J'ai examiné et analysé brièvement le contenu du projet de loi, et il semble qu'on pourrait en fait le scinder en plusieurs parties: les articles 1 à 95, qui proposent des modifications à la Loi de l'impôt sur le revenu et des modifications corrélatives à d'autres textes législatifs, de même que le titre abrégé du projet de loi; les articles 96 à 128, qui proposent de créer une taxe sur les services numériques; les articles 129 à 136, 138 à 143 et 145 à 167, qui proposent des modifications concernant la taxe d'accise autres que l'exemption de TPS pour les services de santé mentale, qui est également proposée dans le projet de loi C‑323, un problème auquel je reviendrai plus tard; les articles 168 à 196, qui proposent des modifications aux lois régissant les institutions financières; les articles 197 à 208, qui proposent d'instituer le droit à un congé en cas de perte de grossesse et de modifier la loi en ce qui concerne le congé de décès; les articles 209 à 216, qui proposent la création d'une agence canadienne de l'eau; les articles 217 et 218, qui proposent des modifications à la Loi sur le tabac et les produits de vapotage; les articles 219 à 230, qui proposent des modifications à la Loi canadienne sur les paiements; les articles 231 à 272 qui proposent diverses modifications aux mesures législatives liées à la concurrence; les articles 273 à 277, qui proposent des modifications afin de soustraire les établissements d'enseignement postsecondaire aux lois concernant la faillite et l'insolvabilité; les articles 278 à 317, qui proposent diverses modifications législatives concernant le recyclage des produits de la criminalité, le financement d'activités terroristes et le contournement de sanctions; les articles 318 et 319, qui portent sur l'information que publie le gouvernement concernant certains transferts aux provinces; les articles 320 à 322, qui proposent des modifications concernant l'Office d'investissement des régimes de pensions du secteur public; et les articles 323 à 341, qui proposent la création d'un ministère du Logement, de l'Infrastructure et des Collectivités.

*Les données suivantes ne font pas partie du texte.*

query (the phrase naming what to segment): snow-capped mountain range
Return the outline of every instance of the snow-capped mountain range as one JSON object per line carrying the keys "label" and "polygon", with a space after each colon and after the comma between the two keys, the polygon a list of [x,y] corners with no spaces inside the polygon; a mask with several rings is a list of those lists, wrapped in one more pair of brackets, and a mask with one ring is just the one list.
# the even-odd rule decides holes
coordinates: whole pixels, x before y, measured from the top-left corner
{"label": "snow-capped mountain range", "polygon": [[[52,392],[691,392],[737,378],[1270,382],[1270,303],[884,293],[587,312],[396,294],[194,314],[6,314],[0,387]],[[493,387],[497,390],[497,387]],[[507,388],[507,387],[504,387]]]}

De plus, à mon avis, les articles 137 et 144, concernant l'exemption de la TPS pour les services de santé mentale, qui sont calqués sur des dispositions du projet de loi C‑323, ainsi que les articles 342 à 365, concernant la création de prestations d'assurance-emploi et de protection des emplois s'adressant aux parents adoptifs et aux parents de substitution, qui reprennent l'essence du projet de loi C‑318, devraient également être dissociés du projet de loi C‑59. Or, je ne pense pas que ces articles devraient faire l'objet d'un vote distinct, mais qu'ils devraient simplement être abrogés, puisque la Chambre s'est déjà prononcée sur le principe de ces questions lorsqu'elle a adopté les projets de loi d'initiative parlementaire pleins de bons sens des conservateurs à l'étape de la deuxième lecture.

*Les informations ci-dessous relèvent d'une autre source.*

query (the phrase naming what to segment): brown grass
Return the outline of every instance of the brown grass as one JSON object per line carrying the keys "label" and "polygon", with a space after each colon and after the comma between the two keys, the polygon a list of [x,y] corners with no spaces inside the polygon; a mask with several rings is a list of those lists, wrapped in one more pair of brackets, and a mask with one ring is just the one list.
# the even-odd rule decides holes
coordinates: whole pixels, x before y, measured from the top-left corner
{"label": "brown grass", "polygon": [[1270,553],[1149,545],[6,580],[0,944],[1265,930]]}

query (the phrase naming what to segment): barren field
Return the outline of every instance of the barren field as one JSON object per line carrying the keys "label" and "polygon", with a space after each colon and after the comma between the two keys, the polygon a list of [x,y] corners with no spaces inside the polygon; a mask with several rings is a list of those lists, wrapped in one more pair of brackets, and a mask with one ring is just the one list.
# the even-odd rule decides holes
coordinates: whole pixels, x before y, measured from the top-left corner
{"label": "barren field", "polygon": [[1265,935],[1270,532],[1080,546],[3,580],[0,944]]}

Une telle approche pourrait être une solution élégante possible en vue de la conformité à la décision à venir au sujet de la motion des voies et moyens no 19.

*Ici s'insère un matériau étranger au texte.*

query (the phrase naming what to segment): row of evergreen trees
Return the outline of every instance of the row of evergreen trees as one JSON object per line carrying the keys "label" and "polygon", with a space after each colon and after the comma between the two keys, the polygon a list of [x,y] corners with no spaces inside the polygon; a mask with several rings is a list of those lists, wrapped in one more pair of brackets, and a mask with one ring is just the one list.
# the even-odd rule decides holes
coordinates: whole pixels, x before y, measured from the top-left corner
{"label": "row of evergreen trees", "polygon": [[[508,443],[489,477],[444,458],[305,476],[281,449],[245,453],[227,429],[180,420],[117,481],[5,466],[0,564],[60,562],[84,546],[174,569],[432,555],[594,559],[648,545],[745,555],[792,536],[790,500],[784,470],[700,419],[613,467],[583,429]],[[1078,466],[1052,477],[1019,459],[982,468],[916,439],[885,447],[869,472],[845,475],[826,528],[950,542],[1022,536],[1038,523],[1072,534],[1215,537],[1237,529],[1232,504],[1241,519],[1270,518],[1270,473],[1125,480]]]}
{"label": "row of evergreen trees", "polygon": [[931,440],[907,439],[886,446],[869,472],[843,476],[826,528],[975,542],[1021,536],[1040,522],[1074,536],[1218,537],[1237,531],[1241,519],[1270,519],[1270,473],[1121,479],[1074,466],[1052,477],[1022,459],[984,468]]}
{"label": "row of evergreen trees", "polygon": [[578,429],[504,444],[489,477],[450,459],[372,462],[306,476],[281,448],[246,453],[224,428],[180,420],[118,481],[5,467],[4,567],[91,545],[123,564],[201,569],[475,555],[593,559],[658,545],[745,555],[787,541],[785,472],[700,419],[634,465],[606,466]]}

Bref, le projet de loi C‑59, qui met en œuvre de l'énoncé économique de l'automne, est un projet de loi omnibus aux termes de l'article 69.1 du Règlement. Il ne répond absolument pas aux critères relatifs à l'exemption pour les projets de loi d'exécution du budget prévue à cet article. Il doit être divisé et les différentes mesures doivent faire l'objet de votes distincts, environ 14 votes d'après les différents thèmes abordés dans les articles du projet de loi. S'il était divisé de la sorte, cela offrirait une solution élégante en vue de la décision de la présidence à venir au sujet du respect des règles de longue date et des précédents à la Chambre relatifs à de nombreuses décisions sur le sujet qui, pour des raisons que nous attendons toujours, ne s'appliquaient pas à la motion des voies et moyens no 19, ce qui a amené la Chambre à voter de nouveau sur des principes déjà présents dans deux projets de loi d'initiative parlementaire conservateurs qui ont déjà été adoptés à l'étape de la deuxième lecture.